Figure 1. The trial flow chart illustrates the novel dose-adjustment protocol and the conventional one for subcutaneous immunotherapy in allergic rhinitis due to delayed injection. Baseline: baseline before treatment; M0: the maintaining pretreatment baseline of the conventional group; R0: the maintaining pretreatment baseline of the novel dose-adjustment protocol group; M3: the end of 3-year treatment in the conventional group; R3: the end of 3-year treatment in the novel dose-adjustment protocol group.
Table 1. Demographic characteristics comparison between the novel group and the conventional group.
3.2. Clinical efficacy evaluation
Individual symptom scores (A–D), TNSS (E), MS (F) and CSMS (G) demonstrated significant improvement after 3 years of SCIT in both the novel and conventional groups compared with their respective maintenance phase baselines (R0/M0) (p <0.001). This suggests a favorable therapeutic effect of SCIT in both groups.

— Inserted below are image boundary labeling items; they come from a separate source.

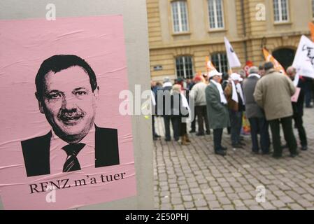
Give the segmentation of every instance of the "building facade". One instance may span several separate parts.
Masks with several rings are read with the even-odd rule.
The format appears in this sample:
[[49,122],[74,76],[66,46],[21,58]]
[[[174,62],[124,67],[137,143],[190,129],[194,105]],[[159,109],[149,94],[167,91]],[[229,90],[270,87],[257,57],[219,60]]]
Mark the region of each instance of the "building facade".
[[152,79],[204,73],[206,56],[227,72],[224,36],[243,66],[262,64],[265,47],[286,68],[301,36],[310,36],[313,7],[314,0],[147,0]]

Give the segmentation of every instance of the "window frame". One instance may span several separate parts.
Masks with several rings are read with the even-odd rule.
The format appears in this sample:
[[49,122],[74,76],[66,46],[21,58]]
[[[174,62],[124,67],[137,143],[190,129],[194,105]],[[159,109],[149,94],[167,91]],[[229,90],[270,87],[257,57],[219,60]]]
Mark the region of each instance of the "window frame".
[[[278,18],[279,20],[276,20],[276,13],[275,10],[275,1],[278,1]],[[282,8],[282,1],[283,0],[273,0],[273,21],[275,24],[280,23],[288,23],[290,22],[290,6],[289,6],[289,0],[284,0],[286,2],[286,8],[287,8],[287,20],[283,20],[283,8]]]
[[[215,55],[218,55],[218,66],[217,66],[217,64],[215,64],[215,62],[213,60],[213,57]],[[222,55],[224,55],[225,57],[225,62],[226,62],[226,65],[225,66],[222,64]],[[224,52],[213,52],[210,54],[210,60],[213,63],[213,64],[215,66],[215,67],[216,68],[216,69],[217,71],[219,71],[221,73],[228,73],[229,71],[229,63],[228,63],[228,58],[227,57],[227,53]],[[226,71],[222,71],[222,67],[225,67],[225,70]]]
[[[224,4],[223,0],[206,0],[206,6],[207,6],[207,17],[208,17],[208,29],[210,31],[216,31],[216,30],[224,30],[225,29],[225,22],[224,22]],[[214,23],[215,27],[210,27],[210,12],[209,10],[209,1],[213,1],[213,6],[214,8]],[[217,18],[217,3],[216,1],[220,1],[221,3],[221,16],[222,16],[222,27],[218,27],[218,18]]]
[[[178,76],[178,70],[177,69],[178,66],[177,66],[177,59],[182,57],[183,58],[183,76]],[[186,57],[190,57],[191,59],[191,74],[190,76],[187,76],[187,63],[185,62],[185,58]],[[178,55],[176,56],[174,58],[174,61],[175,61],[175,66],[176,66],[176,76],[177,77],[177,78],[183,78],[185,79],[187,78],[193,78],[194,76],[194,64],[193,64],[193,56],[190,55]]]
[[[187,30],[183,30],[183,24],[182,23],[183,18],[181,17],[181,8],[180,6],[180,2],[184,2],[185,4],[185,13],[186,13],[186,20],[187,20]],[[178,9],[178,28],[179,31],[176,31],[175,24],[174,24],[174,15],[173,15],[173,4],[177,4],[176,7]],[[171,21],[172,21],[172,31],[173,34],[184,34],[184,33],[188,33],[190,32],[190,22],[189,22],[189,10],[188,10],[188,5],[187,5],[187,0],[174,0],[171,1],[170,2],[170,10],[171,12]]]

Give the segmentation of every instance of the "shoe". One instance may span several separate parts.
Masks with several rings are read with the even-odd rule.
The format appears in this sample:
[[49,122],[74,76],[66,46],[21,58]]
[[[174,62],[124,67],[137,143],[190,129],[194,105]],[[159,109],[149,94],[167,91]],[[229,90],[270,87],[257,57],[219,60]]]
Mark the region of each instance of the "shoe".
[[217,150],[215,151],[215,154],[220,155],[222,156],[225,156],[227,155],[226,152],[222,150]]
[[273,155],[273,158],[274,158],[274,159],[276,159],[276,160],[278,160],[278,159],[280,159],[280,158],[281,158],[283,156],[282,155]]
[[238,144],[241,145],[241,146],[246,146],[246,144],[245,144],[244,142],[243,142],[243,141],[240,141],[240,142],[238,143]]
[[308,146],[302,146],[302,147],[301,147],[301,150],[302,151],[306,151],[308,150]]
[[288,148],[288,145],[285,144],[285,145],[281,146],[281,148],[282,149]]
[[232,144],[232,147],[234,148],[243,148],[243,147],[240,144]]
[[183,146],[187,146],[188,145],[185,136],[181,136],[181,145],[183,145]]
[[293,154],[290,154],[290,157],[292,158],[296,158],[298,155],[299,155],[299,153],[298,152],[296,152],[295,153],[293,153]]

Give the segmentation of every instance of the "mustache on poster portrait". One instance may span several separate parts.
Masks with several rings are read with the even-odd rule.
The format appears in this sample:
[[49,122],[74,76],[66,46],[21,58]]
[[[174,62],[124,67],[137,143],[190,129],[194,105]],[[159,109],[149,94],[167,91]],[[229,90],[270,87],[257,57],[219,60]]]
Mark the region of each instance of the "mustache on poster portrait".
[[78,108],[72,108],[71,110],[62,109],[59,111],[57,118],[59,119],[79,118],[85,115],[85,113]]

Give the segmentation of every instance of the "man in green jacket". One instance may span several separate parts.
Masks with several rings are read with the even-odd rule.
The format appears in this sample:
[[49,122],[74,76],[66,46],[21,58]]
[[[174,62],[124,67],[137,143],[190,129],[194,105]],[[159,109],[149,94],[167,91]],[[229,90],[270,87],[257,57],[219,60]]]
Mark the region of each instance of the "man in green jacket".
[[226,155],[227,148],[222,146],[222,130],[230,126],[227,99],[220,85],[222,74],[217,70],[209,73],[210,84],[206,87],[206,97],[209,127],[214,130],[215,153]]
[[266,74],[256,85],[254,98],[257,104],[265,111],[266,118],[269,121],[273,136],[273,157],[282,157],[280,125],[281,123],[285,139],[290,151],[291,157],[298,155],[297,140],[292,130],[292,106],[291,97],[296,88],[287,76],[273,69],[271,62],[264,64]]

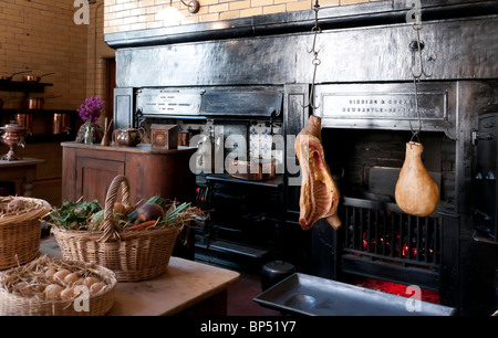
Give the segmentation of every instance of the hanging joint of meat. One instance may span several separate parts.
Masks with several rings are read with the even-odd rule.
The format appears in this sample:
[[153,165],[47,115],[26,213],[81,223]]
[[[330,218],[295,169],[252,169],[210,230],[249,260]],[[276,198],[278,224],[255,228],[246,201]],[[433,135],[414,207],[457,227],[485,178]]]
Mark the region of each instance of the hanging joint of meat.
[[301,166],[299,224],[309,230],[320,219],[333,229],[341,226],[336,210],[339,190],[325,162],[321,139],[321,118],[310,116],[307,126],[295,138],[295,155]]

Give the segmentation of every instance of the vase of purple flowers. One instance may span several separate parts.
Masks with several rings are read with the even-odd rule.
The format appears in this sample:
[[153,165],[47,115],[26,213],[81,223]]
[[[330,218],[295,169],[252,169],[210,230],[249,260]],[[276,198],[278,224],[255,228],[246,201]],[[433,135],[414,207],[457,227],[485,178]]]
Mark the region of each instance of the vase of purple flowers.
[[93,144],[92,124],[98,120],[104,104],[105,102],[98,97],[90,97],[85,99],[85,103],[81,105],[80,109],[76,109],[80,117],[85,122],[84,142],[86,145]]

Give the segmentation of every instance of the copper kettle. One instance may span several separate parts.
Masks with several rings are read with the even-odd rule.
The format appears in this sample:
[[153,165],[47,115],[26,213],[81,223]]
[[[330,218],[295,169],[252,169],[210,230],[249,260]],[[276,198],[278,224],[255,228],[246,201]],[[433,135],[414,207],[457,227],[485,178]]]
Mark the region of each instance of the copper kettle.
[[6,125],[0,130],[3,131],[0,141],[9,147],[9,152],[1,159],[8,161],[19,159],[14,152],[14,147],[21,146],[24,148],[24,138],[30,134],[30,130],[17,124]]
[[144,136],[145,129],[143,127],[136,129],[128,125],[127,128],[116,129],[113,131],[113,141],[120,147],[135,147],[142,141]]

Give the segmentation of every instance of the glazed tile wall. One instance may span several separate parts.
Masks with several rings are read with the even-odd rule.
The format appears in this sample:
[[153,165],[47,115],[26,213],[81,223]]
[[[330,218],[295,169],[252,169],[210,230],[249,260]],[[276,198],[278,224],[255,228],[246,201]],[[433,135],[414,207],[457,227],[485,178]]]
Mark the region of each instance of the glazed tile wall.
[[[371,1],[387,0],[320,0],[320,7]],[[200,10],[190,14],[179,0],[105,0],[104,33],[301,11],[311,9],[314,0],[199,0],[199,2]]]

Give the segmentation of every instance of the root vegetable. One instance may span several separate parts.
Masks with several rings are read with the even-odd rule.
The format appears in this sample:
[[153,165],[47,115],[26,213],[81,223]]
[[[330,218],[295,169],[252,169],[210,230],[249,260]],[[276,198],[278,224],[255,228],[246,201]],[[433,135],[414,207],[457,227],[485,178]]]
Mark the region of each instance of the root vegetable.
[[75,273],[71,273],[64,277],[65,284],[73,284],[79,279],[77,275]]
[[132,211],[135,210],[135,207],[123,204],[121,202],[114,203],[114,212],[123,215],[128,215]]
[[94,283],[92,284],[92,286],[90,287],[90,294],[94,295],[96,293],[98,293],[101,289],[103,289],[105,287],[105,284],[102,282],[98,283]]
[[50,284],[45,287],[43,294],[45,295],[46,300],[59,300],[61,299],[61,292],[64,288],[58,284]]
[[137,209],[137,216],[135,224],[147,221],[155,221],[157,219],[162,219],[163,216],[164,216],[163,207],[156,203],[145,203],[144,205]]
[[93,284],[98,283],[100,281],[95,277],[86,277],[84,281],[84,285],[90,289]]
[[143,223],[138,223],[138,224],[125,228],[125,231],[144,230],[144,229],[153,226],[154,224],[156,224],[156,222],[157,222],[157,220],[156,221],[146,221]]
[[49,270],[45,271],[45,277],[49,279],[53,278],[53,275],[56,273],[58,271],[53,267],[50,267]]
[[61,292],[61,299],[62,300],[69,300],[74,298],[74,288],[66,287]]

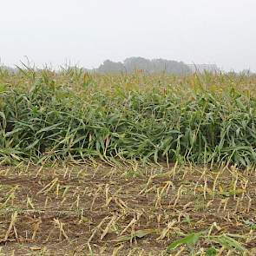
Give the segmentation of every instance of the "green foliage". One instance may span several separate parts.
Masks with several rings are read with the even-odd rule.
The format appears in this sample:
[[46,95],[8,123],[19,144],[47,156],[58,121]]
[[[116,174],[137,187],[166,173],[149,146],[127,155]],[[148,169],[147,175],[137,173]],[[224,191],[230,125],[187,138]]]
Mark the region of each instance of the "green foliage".
[[[240,79],[20,69],[0,80],[0,159],[100,157],[253,166],[256,98],[240,92],[245,82]],[[227,82],[240,83],[223,89]],[[149,85],[141,88],[141,82]]]

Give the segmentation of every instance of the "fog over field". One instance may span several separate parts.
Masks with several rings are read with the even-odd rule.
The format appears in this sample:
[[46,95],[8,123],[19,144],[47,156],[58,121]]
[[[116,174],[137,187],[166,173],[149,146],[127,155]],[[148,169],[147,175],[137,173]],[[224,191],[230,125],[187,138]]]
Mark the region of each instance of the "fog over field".
[[0,58],[88,69],[127,57],[256,70],[254,0],[2,1]]

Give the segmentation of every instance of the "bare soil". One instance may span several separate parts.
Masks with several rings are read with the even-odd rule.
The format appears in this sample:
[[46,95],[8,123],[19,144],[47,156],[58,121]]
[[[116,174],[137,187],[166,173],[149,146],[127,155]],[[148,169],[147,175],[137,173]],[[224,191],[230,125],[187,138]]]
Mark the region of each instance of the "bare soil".
[[[135,163],[0,167],[0,255],[166,255],[170,243],[197,232],[227,234],[256,255],[255,173]],[[194,249],[206,255],[211,246],[240,255],[205,238]],[[189,253],[186,245],[168,252]]]

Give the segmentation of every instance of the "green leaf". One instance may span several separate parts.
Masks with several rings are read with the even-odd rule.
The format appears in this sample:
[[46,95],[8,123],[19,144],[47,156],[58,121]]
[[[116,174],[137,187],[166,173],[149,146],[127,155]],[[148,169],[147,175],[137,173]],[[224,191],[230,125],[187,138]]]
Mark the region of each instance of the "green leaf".
[[217,255],[217,253],[215,247],[211,247],[206,252],[206,256],[215,256]]
[[235,249],[240,253],[246,252],[246,249],[244,246],[242,246],[240,243],[239,243],[234,239],[227,236],[226,234],[221,234],[214,238],[213,240],[228,249]]
[[131,239],[134,238],[142,238],[148,234],[155,233],[155,229],[141,229],[136,231],[134,234],[128,234],[128,235],[121,235],[116,238],[115,240],[112,240],[113,242],[125,242],[129,241]]
[[183,239],[175,240],[167,246],[167,252],[174,250],[182,245],[194,245],[200,240],[201,235],[201,233],[192,233]]

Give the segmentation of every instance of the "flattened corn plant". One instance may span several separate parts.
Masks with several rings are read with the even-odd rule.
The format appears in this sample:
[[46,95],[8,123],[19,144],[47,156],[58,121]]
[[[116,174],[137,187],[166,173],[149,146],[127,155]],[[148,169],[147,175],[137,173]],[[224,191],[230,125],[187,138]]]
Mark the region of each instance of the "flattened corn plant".
[[254,76],[0,72],[0,159],[256,163]]

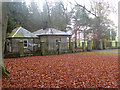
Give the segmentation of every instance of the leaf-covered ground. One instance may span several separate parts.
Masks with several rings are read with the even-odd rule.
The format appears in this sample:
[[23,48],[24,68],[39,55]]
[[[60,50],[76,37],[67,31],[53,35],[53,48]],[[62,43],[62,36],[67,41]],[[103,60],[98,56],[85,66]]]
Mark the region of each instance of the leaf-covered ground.
[[118,55],[76,53],[5,59],[3,88],[117,88]]

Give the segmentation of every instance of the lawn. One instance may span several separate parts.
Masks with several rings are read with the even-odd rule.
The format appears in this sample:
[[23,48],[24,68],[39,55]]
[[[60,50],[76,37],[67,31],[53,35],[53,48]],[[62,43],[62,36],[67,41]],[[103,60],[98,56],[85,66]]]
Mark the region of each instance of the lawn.
[[118,55],[95,53],[5,59],[3,88],[117,88]]

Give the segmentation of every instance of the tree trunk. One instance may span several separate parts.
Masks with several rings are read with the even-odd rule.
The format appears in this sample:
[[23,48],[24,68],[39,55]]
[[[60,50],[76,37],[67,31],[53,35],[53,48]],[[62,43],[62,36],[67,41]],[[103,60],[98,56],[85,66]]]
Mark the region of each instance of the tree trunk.
[[8,2],[0,3],[0,7],[2,7],[2,15],[1,15],[2,16],[2,23],[0,23],[2,26],[2,28],[0,30],[0,33],[2,34],[1,35],[2,36],[2,40],[1,40],[2,45],[0,45],[0,46],[2,46],[1,47],[2,48],[2,57],[0,59],[0,65],[2,67],[1,68],[2,74],[6,78],[10,77],[10,75],[9,75],[10,73],[7,71],[7,69],[5,68],[5,65],[4,65],[4,50],[5,50],[5,42],[6,42],[7,22],[8,22],[8,16],[9,16],[7,5],[8,5]]

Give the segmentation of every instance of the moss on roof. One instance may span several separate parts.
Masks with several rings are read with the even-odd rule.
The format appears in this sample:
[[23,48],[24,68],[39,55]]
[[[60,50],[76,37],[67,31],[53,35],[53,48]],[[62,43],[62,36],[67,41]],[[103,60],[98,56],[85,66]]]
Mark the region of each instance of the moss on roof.
[[30,31],[22,28],[22,27],[17,27],[8,36],[8,38],[15,38],[15,37],[33,37],[34,38],[37,36],[35,34],[31,33]]

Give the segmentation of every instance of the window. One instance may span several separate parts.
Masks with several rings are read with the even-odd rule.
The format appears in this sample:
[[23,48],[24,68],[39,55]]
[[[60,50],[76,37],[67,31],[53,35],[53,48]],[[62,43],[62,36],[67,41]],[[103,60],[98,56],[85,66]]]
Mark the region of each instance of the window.
[[24,40],[24,41],[23,41],[23,47],[24,47],[24,48],[27,48],[27,47],[28,47],[28,40]]

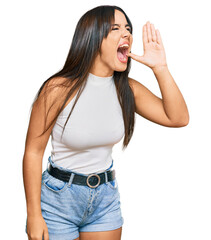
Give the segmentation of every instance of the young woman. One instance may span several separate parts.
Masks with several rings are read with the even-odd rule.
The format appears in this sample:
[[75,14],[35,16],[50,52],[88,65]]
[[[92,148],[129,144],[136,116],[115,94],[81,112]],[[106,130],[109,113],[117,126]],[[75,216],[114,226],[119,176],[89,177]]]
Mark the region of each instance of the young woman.
[[[112,147],[134,130],[135,113],[167,127],[189,114],[167,66],[158,30],[143,26],[144,55],[131,53],[132,24],[117,6],[79,20],[64,67],[33,102],[23,157],[29,239],[119,240],[123,217]],[[131,58],[150,67],[162,99],[129,78]],[[52,152],[42,173],[51,135]]]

Figure 2. Comparison of therapeutic effects between the novel dose-adjustment protocol group and the conventional protocol group in subcutaneous immunotherapy. (A) Nasal congestion score; (B) itchy nose score; (C) sneezing score; (D) runny nose score; (E) TNSS; (F) MS; (G) CSMS. Baseline: baseline before treatment; M0: the maintaining pretreatment baseline of the conventional group; R0: the maintaining pretreatment baseline of the novel dose-adjustment protocol group; M3: the end of 3-year treatment in the conventional group; R3: the end of 3-year treatment in the novel dose-adjustment protocol group.
CSMS: Combined symptom and medication score; MS: Medication score; TNSS: Total nasal symptom score.
At the conclusion of the 3-year treatment period, there were no statistically significant differences between the two groups in individual symptom scores (p = 0.175, p = 0.587, p = 0.891, p = 0.816, A–D), TNSS (p = 0.480, E), MS (p = 0.937, F) and CSMS (p = 0.694, G).
In comparison with the maintenance pretreatment baseline (R0/M0), the changes in TNSS (-3.96 ± 1.42 vs. -3.68 ± 1.50, p = 0.078, A), MS (-0.32 ± 0.76 vs. -0.27 ± 0.78, p = 0.547, B) and CSMS (-1.31 ± 0.93 vs. -1.19 ± 0.92, p = 0.231, C) showed no statistical significance. Similarly, compared with the baseline before treatment, the changes in TNSS (-8.12 ± 2.32 vs. -7.94 ± 2.10, p = 0.460, A), MS (-2.71 ± 0.58 vs. -2.63 ± 0.59, p = 0.233, B) and CSMS (-4.74 ± 1.10 vs. -4.62 ± 1.04, p = 0.303, C) also showed no statistical significance.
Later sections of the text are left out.